Power Sector Reforms

Power Sector Reforms

Power Sector Reforms


  • Amid the Covid-19 pandemic last year, the government of India announced a rescue package for the power sector under the Atmanirbhar Bharat plan. This rescue package was arranged to prevent the entire power sector chain from suffering because of the discoms’ inability to meet their obligations.
  • This is not the first time (earlier intervention: UDAY scheme) that the Centre government has stepped in to aid discoms and tackle the problems plaguing the distribution segment.
  • However, even after the repeated interventions, the end result has been the cash-strapped discoms looking for another rescue package.
  • This highlights the major structural problems ailing the power sector, which must be rectified for a sustainable power sector in India.

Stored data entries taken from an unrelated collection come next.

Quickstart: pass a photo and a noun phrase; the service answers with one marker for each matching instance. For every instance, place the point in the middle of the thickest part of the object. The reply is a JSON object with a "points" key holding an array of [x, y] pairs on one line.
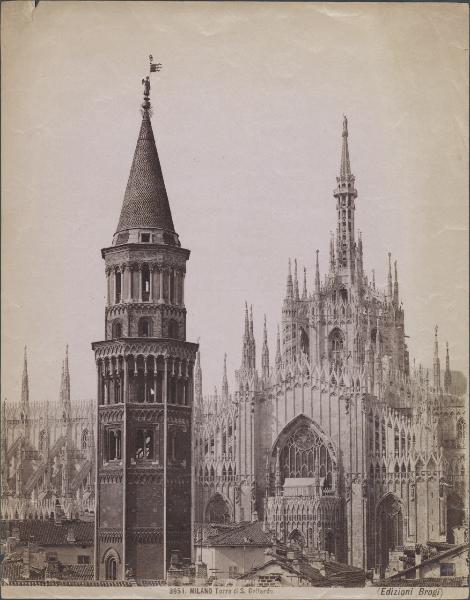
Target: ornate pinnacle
{"points": [[146, 83]]}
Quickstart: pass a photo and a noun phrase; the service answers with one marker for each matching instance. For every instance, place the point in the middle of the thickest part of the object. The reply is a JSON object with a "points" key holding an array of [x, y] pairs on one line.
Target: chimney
{"points": [[71, 535], [25, 572], [15, 532]]}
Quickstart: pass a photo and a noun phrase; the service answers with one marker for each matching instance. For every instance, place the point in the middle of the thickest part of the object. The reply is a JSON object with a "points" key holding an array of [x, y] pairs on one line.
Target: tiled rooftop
{"points": [[47, 533]]}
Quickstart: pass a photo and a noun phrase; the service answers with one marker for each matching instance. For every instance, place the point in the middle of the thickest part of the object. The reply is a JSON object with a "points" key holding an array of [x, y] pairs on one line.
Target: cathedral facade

Associated Challenges Power Sector:

  • AT&C Losses: Aggregate technical and commercial (AT&C) losses stem from poor or inadequate infrastructure or on account of theft or bills not being generated or honored. The UDAY scheme had envisaged bringing down these losses to 15 per cent by 2019. However, as per data on the UDAY dashboard, the AT&C losses currently stand at 21.7 per cent at the all-India level.
  • Cost-Revenue Gap: The difference between discoms’ costs (average cost of supply) and revenues (average revenue realised) is still high. This is due to the absence of regular and revision in electricity tariffs.
  • Magnifying Effect: Paradoxically, the government’s push for ensuring electrification of all has contributed to greater inefficiency. As household connections are ramped up, to support higher levels of electrification, cost structures need to be reworked, and the distribution network (transformers, wires, etc) would need to be augmented.
    In the absence of all this, losses are bound to rise.
  • Economic Fallout of the Pandemic: Amid pandemic, with demand from industrial and commercial users falling, revenue from this stream, which is used to cross-subsidise other consumers, has declined, exacerbating the stress on discom finances.
  • Low Investment: Owing to the poor financial health of the dicoms, there are less new investments in the electricity sector (particularly by the private sector).
  • Fossil Fuel Dominated Energy Generation: Thermal power based on fossil fuel such as coal, natural gas and diesel accounts for 80% of the country’s generation.
    Moreover, the majority of plants in India are old and inefficient.

Way Forward

  • Eliminate Cross Subsidization: High industrial/commercial tariff and the cross-subsidy regime have affected the competitiveness of the industrial and commercial sectors.
    Thus, there is a need to ensure effective enforcement of rationalization of cross-subsidy.
  • Covering up AT&C Losses: To manage the demand for power, it is necessary to introduce 100% metering-net metering, smart meters, and metering of electricity supplied to agriculture.
    There is also a need to introduce performance-based incentives in the tariff structure.
  • Greening The Grid: The KUSUM scheme provides a suitable alternative to the power subsidy model in agriculture.
    The scheme intends to promote the use of solar pumps for agriculture and make provisions that local discoms should buy surplus power from the farmer.
  • Cross-Border Trade: The government needs to actively promote cross-border electricity trade to utilize existing/upcoming generation assets. The SAARC electricity grid is a step in the right direction.



A solution that has now been pitched forward to deal with the ailing discoms, is the creation of a national power distribution company. However, without addressing the systemic challenges, it is difficult to see how a sustainable turnaround in the financial and operational position of discoms can be engineered.